Others, admittedly, were less impressed. When the Italian adventurer Giacomo Casanova found himself in Spa in the summer of 1783, he mused, ‘I don’t know by what convention, once a year, every summer, all nations of Europe assemble [here] to do all sorts of foolish things.’ (Finding no female interest in the town other than ‘an English lady who addressed me with proposals that froze me with fear’, he quickly moved on.) The poet Matthew Arnold likewise complained that Spa ‘astonished us by its insignificance’ when he visited in 1860, but by then the town had become something of a victim of its own success.

It was during its heyday in the mid eighteenth century that Spa became so celebrated internationally that its name became a nickname for any similar health resort; the earliest use of spa in this context dates from 1781. But by then so many visitors were plaguing the town that a ‘cure tax’ was imposed in an attempt to discourage their numbers – with little effect. And with the visitors came the visitor attractions.

Shops, hotels, restaurants, casinos and even an opera house were all constructed in Spa in an effort to cash in on the tourists’ francs, transforming it from a serene, picturesque mountain retreat into a bustling honeytrap and a luxury playground for the wealthy and well connected. As similar ‘spa resorts’ began to emerge elsewhere, Spa failed to see off the competition and its popularity began to dwindle. The town continued to struggle during the two world wars and the post-war decades, and eventually saw out the twentieth century a shadow of its former self.

Recent attempts to revive the town have proved successful and have sparked a resurgence in tourism, but no matter what its prospects may be, the town’s place in etymological history – and, for that matter, in our dictionary – has long since been secured.

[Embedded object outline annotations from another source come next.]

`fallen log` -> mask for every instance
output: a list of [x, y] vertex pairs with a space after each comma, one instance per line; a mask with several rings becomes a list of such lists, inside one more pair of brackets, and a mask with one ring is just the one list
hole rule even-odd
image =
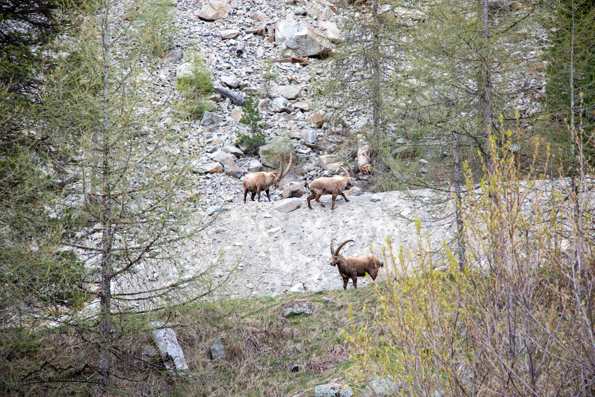
[[225, 87], [223, 87], [221, 85], [217, 84], [213, 86], [213, 90], [218, 92], [226, 98], [228, 98], [240, 106], [246, 107], [246, 101], [244, 99], [244, 97], [239, 94], [236, 93], [228, 88], [226, 88]]
[[290, 64], [299, 64], [300, 65], [307, 65], [308, 60], [305, 58], [299, 58], [298, 57], [292, 57], [291, 58], [283, 58], [280, 60], [273, 60], [270, 61], [271, 63], [274, 64], [281, 64], [281, 63], [290, 63]]
[[[161, 353], [161, 358], [165, 363], [165, 368], [173, 374], [183, 375], [183, 371], [188, 370], [188, 364], [186, 364], [186, 358], [184, 358], [184, 352], [178, 343], [176, 332], [171, 328], [163, 328], [165, 324], [160, 321], [149, 324], [152, 327], [159, 329], [152, 331], [153, 338]], [[168, 363], [168, 360], [173, 360], [176, 370]]]

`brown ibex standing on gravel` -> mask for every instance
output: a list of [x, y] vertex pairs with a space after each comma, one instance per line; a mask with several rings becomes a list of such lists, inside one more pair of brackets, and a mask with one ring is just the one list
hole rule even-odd
[[341, 248], [345, 244], [353, 241], [353, 240], [343, 242], [335, 251], [334, 243], [336, 239], [331, 240], [331, 264], [337, 267], [339, 274], [343, 277], [343, 289], [347, 289], [347, 283], [349, 282], [349, 279], [351, 279], [353, 282], [353, 287], [357, 288], [358, 277], [365, 276], [366, 273], [370, 275], [372, 280], [376, 280], [376, 276], [378, 276], [380, 268], [384, 265], [382, 260], [371, 254], [359, 257], [345, 257], [343, 255], [340, 255], [339, 252], [341, 251]]
[[281, 180], [285, 177], [285, 176], [289, 172], [289, 168], [292, 165], [293, 160], [292, 154], [289, 154], [289, 165], [287, 165], [285, 172], [283, 172], [283, 161], [279, 157], [279, 164], [281, 168], [278, 171], [272, 172], [258, 172], [250, 173], [242, 181], [242, 186], [244, 187], [244, 204], [246, 204], [246, 195], [250, 192], [252, 194], [250, 198], [254, 201], [255, 195], [258, 195], [258, 201], [260, 201], [260, 192], [266, 192], [267, 197], [268, 201], [271, 201], [271, 196], [268, 194], [268, 188], [273, 185], [275, 187], [278, 186], [281, 183]]
[[[349, 164], [347, 167], [349, 167]], [[320, 202], [320, 196], [324, 195], [333, 195], [333, 207], [331, 210], [334, 210], [334, 202], [337, 199], [337, 196], [341, 195], [345, 199], [345, 201], [349, 201], [345, 193], [343, 192], [346, 189], [348, 189], [353, 186], [355, 183], [355, 179], [351, 176], [351, 167], [349, 167], [349, 172], [342, 167], [339, 167], [343, 170], [346, 176], [336, 176], [332, 178], [317, 178], [306, 185], [306, 187], [310, 190], [310, 195], [308, 200], [308, 208], [312, 210], [312, 205], [310, 205], [310, 201], [315, 199], [316, 202], [324, 207], [324, 204]]]

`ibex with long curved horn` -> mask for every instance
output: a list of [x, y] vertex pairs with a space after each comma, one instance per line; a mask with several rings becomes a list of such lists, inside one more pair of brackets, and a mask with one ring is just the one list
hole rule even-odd
[[244, 187], [244, 204], [246, 204], [246, 195], [250, 192], [252, 193], [252, 200], [254, 201], [255, 195], [258, 195], [258, 201], [260, 201], [261, 192], [265, 192], [268, 201], [271, 201], [271, 196], [268, 193], [268, 189], [274, 185], [277, 187], [281, 183], [281, 180], [289, 172], [289, 168], [293, 160], [292, 154], [289, 154], [289, 165], [283, 172], [283, 161], [279, 157], [279, 164], [281, 167], [278, 171], [272, 172], [250, 173], [242, 181], [242, 186]]
[[345, 244], [353, 241], [347, 240], [339, 244], [337, 251], [334, 251], [334, 241], [331, 240], [331, 265], [336, 266], [339, 273], [343, 277], [343, 289], [347, 289], [347, 283], [351, 279], [353, 282], [353, 287], [358, 287], [358, 277], [362, 277], [368, 273], [372, 280], [376, 280], [376, 276], [381, 267], [384, 265], [382, 260], [371, 254], [359, 257], [345, 257], [339, 254], [341, 248]]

The origin of the French fry is subject to a lengthy dispute between France and Belgium, with the Belgians claiming that peasants in the Meuse valley were frying chopped potatoes in oil as early as the seventeenth century. The saxophone, meanwhile, was invented by Belgian musician Adolphe Sax in 1846, and the science behind the modern oral contraceptive pill is credited to Nand Peeters, an obstetrician and gynaecologist born in Mechelen in 1918. As well as giving the world an early form of self-propelled wheelchair and a pedal-operated revolving tea-table, Belgian inventor John Joseph Merlin is credited with producing the very first inline skates in 1760. Alas, while demonstrating his ‘skates contrived to run on wheels’ and simultaneously playing the violin at Carlisle House in London in the late 1700s, Merlin, ‘not having provided the means of retarding his velocity, or commanding its direction impelled himself against a mirror of more than £500 value, dashed it to atoms, broke his instrument to pieces, and wounded himself most severely’.

Legend has it that five members of Charles II’s inner sanctum – Lord Clifford, the Earl of Arlington, the Duke of Buckingham, Lord Ashley and the Duke of Lauderdale – gave their names to Charles’s so-called Cabal Ministry, and ultimately gave us the word cabal. They didn’t. Cabal comes via Latin from qabbalah, a Hebrew word for a traditional interpretation of the Old Testament.